U.S. Navy officials acknowledged on Monday that a radio signal being transmitted out of the Groton Submarine Base is likely the cause behind the residents’ garage-door ghostly woes.
The signal is part of the Enterprise Land Mobile Radio (ELMR) system, which is used by the military to coordinate responses with civil emergency workers, said Chris Zendan, a spokesman for the submarine base in Groton.
The problem is that both the U.S. Navy and the manufacturers of the garage door openers use the same frequency at very low levels. The signals from remote controls to open or close the doors are blocked by the signal from the base.
Overhead Door Company of Norwich Inc said that it has been receiving complaints from several towns near the base, among them Groton, New London, Waterford, Montville and Gales Ferry. However, the company has found no problem with the equipment.
A manager at the company said that replacing the equipment is ‘not our responsibility’ because ‘it all has to do with homeland security.’
Sondra Tuchman, of Montville said that has to get out of her car, stand in front of the door and press the remote for the opener to work. She said an installation company told her she would have to pay about $300 to change her system to another frequency.
Garage-door companies are not required to be licensed to use the frequency because the remote controls transmit at such low levels, Zendan said. But the homeland security needs for the signal take precedence, he said.
‘Because garage door openers are unlicensed devices, they are not offered any protection from interference by licensed users in the same frequency band, and in fact are required by federal law to accept interference from licensed users,’ Zendan said.

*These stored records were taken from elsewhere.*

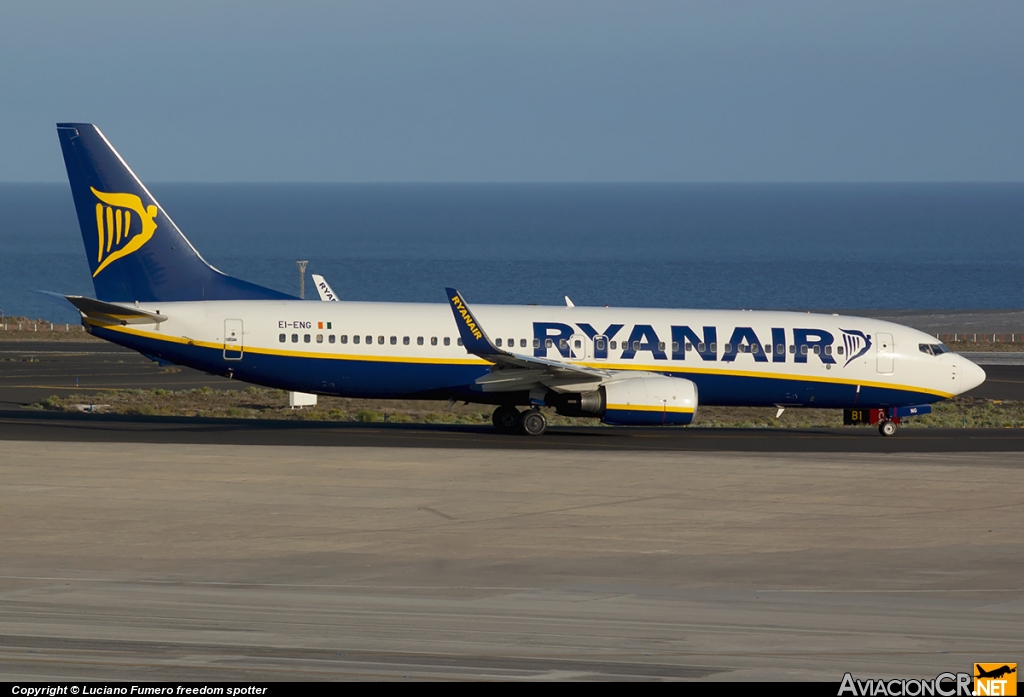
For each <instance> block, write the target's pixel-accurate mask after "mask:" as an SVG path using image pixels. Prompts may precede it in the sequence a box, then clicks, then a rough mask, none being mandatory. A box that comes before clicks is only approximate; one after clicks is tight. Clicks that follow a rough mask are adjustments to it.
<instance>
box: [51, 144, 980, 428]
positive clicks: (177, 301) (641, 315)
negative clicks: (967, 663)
mask: <svg viewBox="0 0 1024 697" xmlns="http://www.w3.org/2000/svg"><path fill="white" fill-rule="evenodd" d="M57 133H58V135H59V138H60V146H61V148H62V150H63V157H65V163H66V165H67V168H68V178H69V180H70V183H71V189H72V194H73V197H74V199H75V207H76V209H77V212H78V218H79V223H80V226H81V231H82V238H83V241H84V242H85V251H86V254H87V256H88V259H89V264H90V268H91V270H92V279H93V285H94V288H95V292H96V298H95V299H91V298H84V297H80V296H66V297H67V298H68V300H70V301H71V302H72V303H73V304H74V305H75V306H76V307H77V308H78V309H79V311H80V312H81V314H82V321H83V323H84V324H85V326H86V329H87V330H88V331H89V332H90V333H91V334H93V335H94V336H96V337H100V338H102V339H105V340H108V341H112V342H114V343H117V344H120V345H122V346H126V347H128V348H131V349H134V350H136V351H139V352H140V353H143V354H145V355H147V356H151V357H154V358H157V359H161V360H164V361H169V362H173V363H178V364H181V365H188V366H191V367H196V368H199V369H201V371H206V372H208V373H214V374H219V375H223V376H228V377H232V378H236V379H239V380H243V381H246V382H249V383H255V384H258V385H265V386H268V387H274V388H281V389H285V390H292V391H297V392H311V393H316V394H323V395H340V396H346V397H369V398H381V399H388V398H393V399H444V400H453V399H455V400H465V401H468V402H476V403H482V404H493V405H495V406H496V407H497V408H496V409H495V412H494V423H495V426H496V427H497V428H498V429H499V430H500V431H505V432H519V433H526V434H531V435H540V434H542V433H544V431H545V429H546V426H547V421H546V418H545V415H544V410H543V407H549V408H554V409H555V410H556V411H557V412H558V413H561V415H566V416H574V417H593V418H595V419H600V420H601V421H603V422H604V423H606V424H612V425H685V424H689V423H691V422H692V420H693V418H694V413H695V411H696V409H697V407H698V405H702V404H718V405H736V406H776V407H778V408H785V407H791V406H793V407H799V406H813V407H831V408H841V409H845V410H846V418H847V421H848V422H850V423H861V422H864V423H877V424H879V427H880V430H881V431H882V433H883V434H885V435H892V434H893V433H895V432H896V428H897V425H898V424H899V422H900V420H901V419H903V418H906V417H908V416H913V415H919V413H927V412H928V411H929V410H930V408H931V407H930V406H929V404H931V403H933V402H936V401H939V400H942V399H948V398H950V397H953V396H954V395H957V394H961V393H963V392H966V391H968V390H970V389H972V388H974V387H976V386H978V385H980V384H981V383H982V382H983V381H984V379H985V374H984V372H983V371H982V369H981V368H980V367H978V366H977V365H975V364H974V363H972V362H971V361H969V360H967V359H965V358H964V357H962V356H959V355H957V354H955V353H953V352H951V351H949V349H948V348H946V347H945V346H944V345H942V344H941V343H940V342H938V341H936V339H935V338H934V337H932V336H929V335H927V334H924V333H922V332H919V331H916V330H913V329H909V328H906V326H900V325H898V324H893V323H889V322H885V321H880V320H876V319H866V318H862V317H848V316H839V315H827V314H806V313H795V312H761V311H735V310H682V309H642V308H620V307H574V306H571V305H570V304H569V303H566V306H565V307H561V306H557V307H543V306H508V305H479V306H475V305H474V306H470V305H469V303H468V302H467V301H466V299H465V298H464V297H463V296H462V295H461V294H460V293H459V292H458V291H456V290H455V289H451V288H450V289H446V290H445V296H444V297H445V298H446V301H447V302H446V303H445V304H441V303H439V304H436V305H431V304H423V303H366V302H358V303H356V302H319V301H302V300H299V299H297V298H294V297H292V296H289V295H287V294H285V293H281V292H278V291H274V290H271V289H268V288H263V287H261V286H257V285H255V284H251V282H248V281H245V280H241V279H239V278H234V277H232V276H229V275H226V274H224V273H222V272H220V271H218V270H217V269H215V268H213V267H212V266H210V265H209V264H208V263H207V262H206V261H205V260H204V259H203V257H201V256H200V254H199V252H197V251H196V249H195V248H194V247H193V246H191V245H190V244H189V243H188V241H187V239H186V238H185V237H184V235H183V234H182V233H181V231H180V230H179V229H178V228H177V226H176V225H175V224H174V222H173V221H172V220H171V218H170V217H169V216H168V215H167V213H166V212H165V211H164V209H163V208H162V207H161V206H160V204H159V203H157V201H156V199H154V197H153V194H151V193H150V191H148V190H147V189H146V188H145V186H144V185H143V184H142V182H141V181H139V179H138V178H137V177H136V176H135V174H134V173H133V172H132V171H131V169H130V168H129V167H128V165H127V164H126V163H125V162H124V160H122V158H121V156H119V155H118V153H117V151H116V150H115V149H114V147H113V146H112V145H111V143H110V142H109V141H108V140H106V138H105V137H104V136H103V134H102V133H100V132H99V129H97V128H96V127H95V126H93V125H91V124H57ZM325 286H326V285H325ZM331 295H332V297H333V293H332V294H331ZM439 297H440V296H439V293H438V298H439ZM520 407H526V408H525V409H520Z"/></svg>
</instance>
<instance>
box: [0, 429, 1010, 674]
mask: <svg viewBox="0 0 1024 697" xmlns="http://www.w3.org/2000/svg"><path fill="white" fill-rule="evenodd" d="M0 448H2V452H3V459H2V463H3V465H2V466H0V521H2V525H3V531H4V534H3V535H0V558H2V559H3V560H4V563H3V565H2V570H0V679H3V680H7V681H29V680H39V681H43V680H83V681H84V680H127V679H131V680H179V681H182V680H196V681H213V680H231V681H262V680H339V679H356V680H376V679H396V680H400V679H403V678H408V679H413V680H423V679H446V680H467V679H473V680H477V679H513V680H538V679H544V680H552V679H554V680H558V679H574V680H615V679H628V680H666V679H684V680H726V681H729V680H750V681H754V680H772V679H787V680H819V681H829V682H834V683H835V682H838V681H839V680H840V678H841V677H842V674H843V673H844V672H845V671H847V670H850V671H853V672H854V674H857V676H873V677H920V678H931V677H934V676H935V674H936V673H937V672H939V671H942V670H953V671H955V670H968V669H970V668H971V663H972V662H974V661H978V660H1014V659H1015V658H1016V657H1019V656H1021V655H1022V654H1024V635H1022V634H1021V631H1020V626H1021V625H1022V623H1024V591H1022V587H1024V584H1022V582H1021V578H1022V577H1024V561H1022V560H1024V541H1022V540H1024V516H1022V515H1020V514H1021V509H1022V507H1024V466H1022V462H1021V459H1020V456H1019V454H1016V453H1013V454H1000V453H982V454H977V453H974V454H972V453H954V454H950V453H922V454H905V453H904V454H866V453H859V454H858V453H839V454H821V453H815V454H807V453H782V454H777V455H772V454H758V453H670V452H626V451H586V452H581V451H578V450H555V451H541V452H539V451H532V452H522V451H515V450H508V451H502V452H501V453H500V454H499V453H496V452H495V451H494V450H478V449H441V448H433V449H417V448H385V447H374V448H360V447H341V448H331V447H301V446H292V447H287V448H285V447H268V446H251V445H249V446H247V445H237V444H229V445H205V444H204V445H195V444H177V445H174V446H166V445H161V444H150V443H147V444H130V443H116V444H111V443H70V442H69V443H62V442H49V441H47V442H32V441H5V442H3V443H0Z"/></svg>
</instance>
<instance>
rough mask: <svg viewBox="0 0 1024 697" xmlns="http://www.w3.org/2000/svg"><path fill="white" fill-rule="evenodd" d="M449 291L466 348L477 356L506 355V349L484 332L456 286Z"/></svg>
mask: <svg viewBox="0 0 1024 697" xmlns="http://www.w3.org/2000/svg"><path fill="white" fill-rule="evenodd" d="M444 290H445V291H446V292H447V298H449V304H450V305H451V306H452V313H453V314H454V315H455V323H456V324H458V326H459V336H461V337H462V343H463V345H464V346H465V347H466V350H467V351H468V352H470V353H472V354H474V355H477V356H493V355H504V354H505V351H502V350H501V349H500V348H498V347H496V346H495V345H494V344H493V343H490V339H488V338H487V335H486V334H484V332H483V328H482V326H480V323H479V322H478V321H476V317H475V316H473V313H472V312H471V311H470V309H469V305H467V304H466V300H465V299H464V298H463V297H462V294H461V293H459V291H457V290H455V289H454V288H445V289H444Z"/></svg>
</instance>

The commander of the Groton submarine base cannot modify the system because of complaints from nearby homeowners or offer any compensation to those affected, the spokesperson said
Since World War II, the military has held a portion of the radio spectrum, from 138 to 450 megahertz, in reserve. But that underutilized range came back into use after the September 11, 2001, terrorist attacks, when officials discovered they needed a new system to allow civil and military first responders to communicate.
The ELMR system, which uses radio frequencies between 380 and 399.9 megahertz, was developed. It began operating at the submarine base last summer, but is not unique to the state.
In May, Warwick’s Overhead Door Co said it would offer free installation and parts to change the signal on remote garage door openers near a naval base in Newport, Rhode Island.
The Federal Communications Commission (FCC) warned that the new radio system could cause interference like this.
‘In response to the increased needs of homeland security, the Department of Defense now must make more use of these frequencies to deploy new mobile radio systems on and around certain military bases,’ the FCC told the Day of New London.
‘Some consumers near these bases may experience interference to their garage door openers that can reduce operating range or cause the remote control to cease functioning.’